Chandelier
Senior Member (Voting Rights)
ULRIKE BINGEL, VISHVARANI WANIGASEKERA, KATJA WIECH, ROISIN NI MHUIRCHEARTAIGH, MICHAEL C. LEE, MARKUS PLONER, AND IRENE TRACEY
Abstract
Evidence from behavioral and self-reported data suggests that the patients’ beliefs and expectations can shape both therapeutic and adverse effects of any given drug.We investigated how divergent expectancies alter the analgesic efficacy of a potent opioid in healthy volunteers by using brain imaging.
The effect of a fixed concentration of the μ-opioid agonist remifentanil on constant heat pain was assessed under three experimental conditions using a within-subject design: with no expectation of analgesia, with expectancy of a positive analgesic effect, and with negative expectancy of analgesia (that is, expectation of hyperalgesia or exacerbation of pain).
We used functional magnetic resonance imaging to record brain activity to corroborate the effects of expectations on the analgesic efficacy of the opioid and to elucidate the underlying neural mechanisms.
Positive treatment expectancy substantially enhanced (doubled) the analgesic benefit of remifentanil. In contrast, negative treatment expectancy abolished remifentanil analgesia.
These subjective effects were substantiated by significant changes in the neural activity in brain regions involved with the coding of pain intensity. The positive expectancy effects were associated with activity in the endogenous pain modulatory system, and the negative expectancy effects with activity in the hippocampus.
On the basis of subjective and objective evidence, we contend that an individual’s expectation of a drug’s effect critically influences its therapeutic efficacy and that regulatory brain mechanisms differ as a function of expectancy.
We propose that it may be necessary to integrate patients’ beliefs and expectations into drug treatment regimes alongside traditional considerations in order to optimize treatment outcomes.

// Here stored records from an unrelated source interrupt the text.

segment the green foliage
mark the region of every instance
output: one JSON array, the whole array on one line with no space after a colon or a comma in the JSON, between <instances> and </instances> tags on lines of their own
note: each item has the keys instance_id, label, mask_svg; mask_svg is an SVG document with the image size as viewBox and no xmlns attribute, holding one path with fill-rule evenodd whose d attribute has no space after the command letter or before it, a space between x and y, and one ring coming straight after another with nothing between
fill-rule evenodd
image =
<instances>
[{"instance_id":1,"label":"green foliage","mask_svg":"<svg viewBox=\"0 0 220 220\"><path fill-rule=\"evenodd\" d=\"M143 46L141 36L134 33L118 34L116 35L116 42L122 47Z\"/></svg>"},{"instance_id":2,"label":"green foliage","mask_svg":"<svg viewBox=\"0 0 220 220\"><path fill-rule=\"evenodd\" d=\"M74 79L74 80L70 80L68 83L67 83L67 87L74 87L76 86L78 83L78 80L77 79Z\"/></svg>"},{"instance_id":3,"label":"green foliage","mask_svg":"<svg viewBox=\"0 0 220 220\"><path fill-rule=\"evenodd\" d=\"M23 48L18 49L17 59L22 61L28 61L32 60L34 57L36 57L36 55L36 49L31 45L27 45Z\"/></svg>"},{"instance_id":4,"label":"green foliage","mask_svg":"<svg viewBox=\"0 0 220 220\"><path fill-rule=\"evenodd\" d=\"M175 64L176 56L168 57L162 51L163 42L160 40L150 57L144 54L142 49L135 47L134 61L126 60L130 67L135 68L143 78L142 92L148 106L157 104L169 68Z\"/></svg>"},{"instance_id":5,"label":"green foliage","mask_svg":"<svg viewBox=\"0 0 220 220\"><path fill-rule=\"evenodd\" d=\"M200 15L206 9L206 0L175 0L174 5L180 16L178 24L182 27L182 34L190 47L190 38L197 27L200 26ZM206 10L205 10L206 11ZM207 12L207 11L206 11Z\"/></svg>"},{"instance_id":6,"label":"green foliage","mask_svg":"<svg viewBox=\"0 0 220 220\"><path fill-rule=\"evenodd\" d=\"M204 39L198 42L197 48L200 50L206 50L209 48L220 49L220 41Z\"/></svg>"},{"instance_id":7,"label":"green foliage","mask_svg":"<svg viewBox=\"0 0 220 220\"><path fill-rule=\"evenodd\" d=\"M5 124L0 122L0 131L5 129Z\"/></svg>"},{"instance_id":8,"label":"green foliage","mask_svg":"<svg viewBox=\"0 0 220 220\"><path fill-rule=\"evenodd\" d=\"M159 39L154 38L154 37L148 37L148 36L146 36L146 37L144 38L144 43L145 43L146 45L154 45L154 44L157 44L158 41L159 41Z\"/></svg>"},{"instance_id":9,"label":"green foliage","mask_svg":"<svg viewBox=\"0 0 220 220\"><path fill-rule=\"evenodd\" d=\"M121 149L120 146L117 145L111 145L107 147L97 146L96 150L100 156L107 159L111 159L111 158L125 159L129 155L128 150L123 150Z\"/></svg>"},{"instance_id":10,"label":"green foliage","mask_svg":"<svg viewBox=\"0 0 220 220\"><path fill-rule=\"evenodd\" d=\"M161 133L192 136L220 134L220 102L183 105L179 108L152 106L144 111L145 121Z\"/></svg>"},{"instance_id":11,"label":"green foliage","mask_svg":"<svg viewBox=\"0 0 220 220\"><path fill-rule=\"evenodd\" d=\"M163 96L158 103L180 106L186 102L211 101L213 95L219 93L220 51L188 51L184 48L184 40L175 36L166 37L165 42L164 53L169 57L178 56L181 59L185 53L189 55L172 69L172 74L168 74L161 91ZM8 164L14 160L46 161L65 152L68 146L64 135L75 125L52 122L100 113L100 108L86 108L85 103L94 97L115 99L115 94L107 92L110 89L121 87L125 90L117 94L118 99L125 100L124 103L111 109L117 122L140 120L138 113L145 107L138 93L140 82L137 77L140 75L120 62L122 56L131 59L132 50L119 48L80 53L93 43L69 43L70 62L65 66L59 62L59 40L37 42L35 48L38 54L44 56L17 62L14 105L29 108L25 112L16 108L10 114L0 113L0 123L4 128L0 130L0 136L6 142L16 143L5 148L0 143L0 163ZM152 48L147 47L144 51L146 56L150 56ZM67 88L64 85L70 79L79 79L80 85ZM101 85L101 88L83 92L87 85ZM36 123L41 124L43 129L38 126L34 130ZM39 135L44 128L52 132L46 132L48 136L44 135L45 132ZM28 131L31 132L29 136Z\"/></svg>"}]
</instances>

Gloomy Forecasts Prove True
A pessimist walks into a hospital. His grim prediction that doctors will be unable to alleviate his back pain proved correct—after several days of various treatments, his pain persisted. According to new results from Bingel and colleagues, the gloomy outlook this patient brought with him into his pain treatment may have ensured that his prediction was a self-fulfilling prophesy. Using sophisticated brain imaging techniques, the authors show that one’s expectation of the success of a pain treatment can markedly influence its effectiveness.
In this new study, healthy people were exposed to pain-provoking heat and also given the painkilling opioid drug remifentanil. In advance of each instance of drug administration, the authors informed the subjects that the drug would have no effect, that it would diminish the sensation of pain, or that it would make the pain worse. When subjects expected the drug to be effective, they were not disappointed—they experienced twice as much pain relief as they did when they expected to obtain no benefit from the drug (but did, in fact, get some relief). In contrast, when they expected remifentanil to make the heat pain worse they found that their pain was unchanged. But these subjective reports could be influenced by a host of variables. What was actually happening within the brains of these individuals to shift their pain perceptions so dramatically?
With functional magnetic resonance imaging (fMRI), the authors of Bingel et al. examined brain activity during the experiment. Thermal pain itself causes activation of a so-called pain circuit, which encompasses numerous brain regions including the somatosensory cortex, the cingulate cortex, insula, thalamus, and brainstem. Expectation of increased pain was accompanied by more neural activity in the hippocampus, midcingulate cortex, and medial prefrontal cortex—brain areas that mediate mood and anxiety—than was observed in these regions during expectation of analgesia. Conversely, individuals who expected the drug to mitigate their pain showed increases in the anterior cingulate cortex and the striatum, signs that descending mechanisms of pain inhibition were engaged.
These clues about how our beliefs can affect the way we experience medical treatment for pain can improve the practice of medicine. A drug with a true biological effect may appear to be ineffective to a patient conditioned to expect failure, whether the patient is enrolled in a clinical trial or treated in a physician’s office. Patient education about treatments can help counteract this problem by shaping beliefs to maximize drug effectiveness. If appropriate treatments are accompanied by encouraging words, a pessimist could become an optimist about his future robust health, and thereby make it so.